Simply in terms of the narrative situations, for example, once checked into their Miami Beach hotel room and with Lenny ready to go for a swim, Lila keeps him waiting as she endlessly brushes her hair. “Just two seconds”, she keeps telling him as she looks at herself in the mirror, “just two seconds”. A temporarily resigned Lenny sits on the edge of the bed and, in a wide shot, he stares at Lila as she fails to make progress. He finally suggests they meet downstairs, a plan to which she agrees, offering to come down in ten minutes. But it is within these ten minutes that everything changes: Lenny meets Kelly. Once at poolside, Lila herself loses track of time, stays in the sun too long and becomes extremely sunburned, forcing her to stay indoors, thus allowing for Lenny to pursue Kelly. For the remainder of the honeymoon, it is Lenny who will now keep Lila waiting as he, with increased desperation, has to convince her, long past the point of logic, to stay in her room. “The only thing that’s going to help you is time”, he says.

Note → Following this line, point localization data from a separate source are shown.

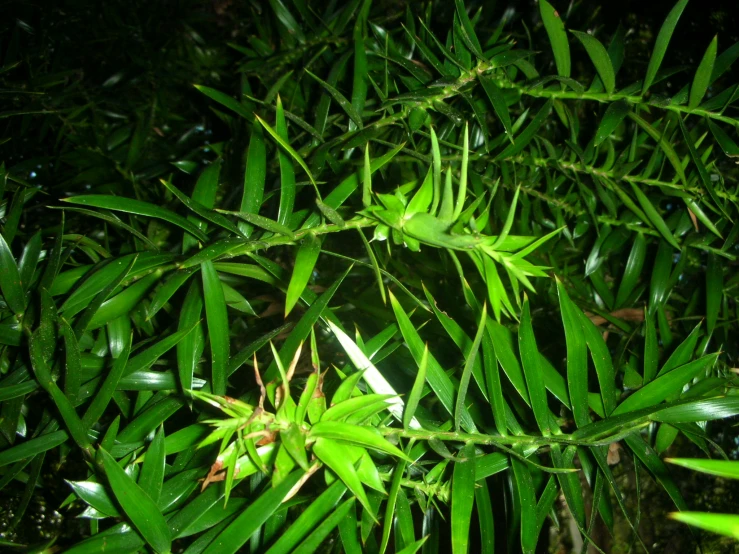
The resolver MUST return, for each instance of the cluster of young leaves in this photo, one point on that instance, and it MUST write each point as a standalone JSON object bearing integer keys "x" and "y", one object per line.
{"x": 444, "y": 146}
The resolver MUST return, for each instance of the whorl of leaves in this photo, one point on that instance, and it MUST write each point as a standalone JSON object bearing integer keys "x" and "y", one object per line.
{"x": 436, "y": 246}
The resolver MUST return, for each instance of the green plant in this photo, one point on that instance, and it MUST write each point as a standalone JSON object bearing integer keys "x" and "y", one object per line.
{"x": 420, "y": 219}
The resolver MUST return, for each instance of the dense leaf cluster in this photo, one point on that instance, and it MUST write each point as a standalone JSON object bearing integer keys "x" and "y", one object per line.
{"x": 444, "y": 263}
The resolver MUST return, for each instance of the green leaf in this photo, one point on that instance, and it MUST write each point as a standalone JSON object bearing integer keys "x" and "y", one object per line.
{"x": 103, "y": 395}
{"x": 468, "y": 31}
{"x": 305, "y": 261}
{"x": 726, "y": 143}
{"x": 698, "y": 410}
{"x": 238, "y": 532}
{"x": 633, "y": 270}
{"x": 720, "y": 468}
{"x": 390, "y": 505}
{"x": 664, "y": 145}
{"x": 684, "y": 351}
{"x": 32, "y": 447}
{"x": 439, "y": 382}
{"x": 660, "y": 46}
{"x": 701, "y": 167}
{"x": 499, "y": 104}
{"x": 165, "y": 292}
{"x": 714, "y": 290}
{"x": 137, "y": 505}
{"x": 463, "y": 498}
{"x": 532, "y": 369}
{"x": 137, "y": 207}
{"x": 364, "y": 436}
{"x": 95, "y": 495}
{"x": 201, "y": 210}
{"x": 577, "y": 361}
{"x": 524, "y": 487}
{"x": 654, "y": 217}
{"x": 600, "y": 58}
{"x": 464, "y": 381}
{"x": 10, "y": 279}
{"x": 665, "y": 385}
{"x": 255, "y": 176}
{"x": 225, "y": 100}
{"x": 190, "y": 348}
{"x": 415, "y": 396}
{"x": 262, "y": 222}
{"x": 370, "y": 373}
{"x": 152, "y": 470}
{"x": 557, "y": 37}
{"x": 527, "y": 135}
{"x": 702, "y": 77}
{"x": 341, "y": 100}
{"x": 312, "y": 516}
{"x": 333, "y": 456}
{"x": 311, "y": 544}
{"x": 724, "y": 524}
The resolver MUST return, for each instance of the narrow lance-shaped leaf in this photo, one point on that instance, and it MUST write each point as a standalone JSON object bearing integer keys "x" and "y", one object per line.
{"x": 10, "y": 279}
{"x": 138, "y": 207}
{"x": 499, "y": 104}
{"x": 600, "y": 58}
{"x": 305, "y": 261}
{"x": 218, "y": 328}
{"x": 665, "y": 385}
{"x": 702, "y": 77}
{"x": 577, "y": 362}
{"x": 663, "y": 40}
{"x": 415, "y": 396}
{"x": 532, "y": 369}
{"x": 468, "y": 32}
{"x": 462, "y": 194}
{"x": 254, "y": 177}
{"x": 225, "y": 100}
{"x": 654, "y": 217}
{"x": 612, "y": 118}
{"x": 463, "y": 498}
{"x": 341, "y": 100}
{"x": 367, "y": 179}
{"x": 238, "y": 532}
{"x": 464, "y": 381}
{"x": 527, "y": 503}
{"x": 140, "y": 509}
{"x": 557, "y": 37}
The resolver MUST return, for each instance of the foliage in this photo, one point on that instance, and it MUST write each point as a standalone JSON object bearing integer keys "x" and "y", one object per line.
{"x": 432, "y": 276}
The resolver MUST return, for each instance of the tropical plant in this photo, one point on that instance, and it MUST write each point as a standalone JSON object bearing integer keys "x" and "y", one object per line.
{"x": 429, "y": 280}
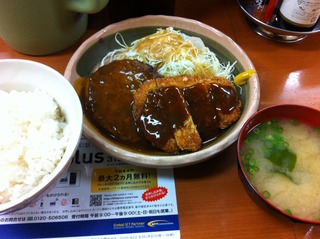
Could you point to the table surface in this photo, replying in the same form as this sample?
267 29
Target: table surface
212 202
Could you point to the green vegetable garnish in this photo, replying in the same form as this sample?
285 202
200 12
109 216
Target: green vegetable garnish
274 148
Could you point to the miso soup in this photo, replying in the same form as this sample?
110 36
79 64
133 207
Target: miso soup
282 160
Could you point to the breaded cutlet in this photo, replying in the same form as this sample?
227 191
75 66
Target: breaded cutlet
223 106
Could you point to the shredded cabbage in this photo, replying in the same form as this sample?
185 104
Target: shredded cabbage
172 53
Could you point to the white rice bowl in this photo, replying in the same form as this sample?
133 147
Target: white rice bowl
41 125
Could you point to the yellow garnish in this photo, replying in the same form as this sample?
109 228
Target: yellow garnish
243 77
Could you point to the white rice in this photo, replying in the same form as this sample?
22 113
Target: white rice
34 137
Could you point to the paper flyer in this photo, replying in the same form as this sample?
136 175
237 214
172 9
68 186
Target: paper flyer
101 197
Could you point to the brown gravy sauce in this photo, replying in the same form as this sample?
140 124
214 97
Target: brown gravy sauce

But waiting also extends to the form of the film itself. During their car trip, Lenny and Lila have a meal at the International House of Pancakes. As the sequence begins, we see a close shot of Lenny quickly ordering, a shot lasting three seconds, the camera tilting up from the menu to him. But Lila, beginning in a wide shot, keeps Lenny and the waitress waiting as she studies the menu, flipping through pages, and drawing out her decision-making process. Berlin prolongs Lila’s dialogue here so that the word and becomes “aaaaaannnnd….Let me see…I’ll have [long pause] double egg salad on toast. Aaaannnnd….” In the middle of this second and there is a cut to an over-the-shoulder two-shot of Lenny and the back of Lila’s head, as an embarrassed Lenny looks up at the waitress and Lila continues with her slow ordering: “….a, ummmmm, double chocolate shake”. It has taken her almost thirty seconds to order, the event spread out over two camera set-ups. After the ordering has finished, the film briefly cuts between a close-up of Lila and a close-up of Lenny, neither of them speaking. “You’re quiet this morning”, she finally says to him, breaking the awkward silence but also breaking the alternating close-ups as the camera moves farther back, into over-the-shoulder framings of the two of them. “I’m always quiet in the morning”, is his unconvincing response. “I never noticed that before”, she says. “There’s a lot of things you never noticed about me and a lot of things I never noticed about you”, he tells her. Grodin brings a slightly broken rhythm to that last line, as though he has run out of breath halfway through, and then emits an almost involuntary chuckle as he says, “a lot of things I never noticed about you”. If, as Simon claims, the film “feels” improvised even though it is (perhaps) not, then these hesitant or prolonged rhythms and awkward pauses and silences help to convey a sense of the scene being “discovered” as it unfolds. This approach stands in stark contrast to the many Simon comedies being turned out in Hollywood during this period, most of them adapted from his plays, in which the dialogue is directed and delivered in a very emphatic style, the pacing taken at a clip. [3] But Grodin’s idiosyncratic reading of the line arguably draws even more attention to the line than had he handled it in a more conventionally emphatic manner. To not notice things one should have noticed all along, to be blind to the obvious, is central to The Heartbreak Kid.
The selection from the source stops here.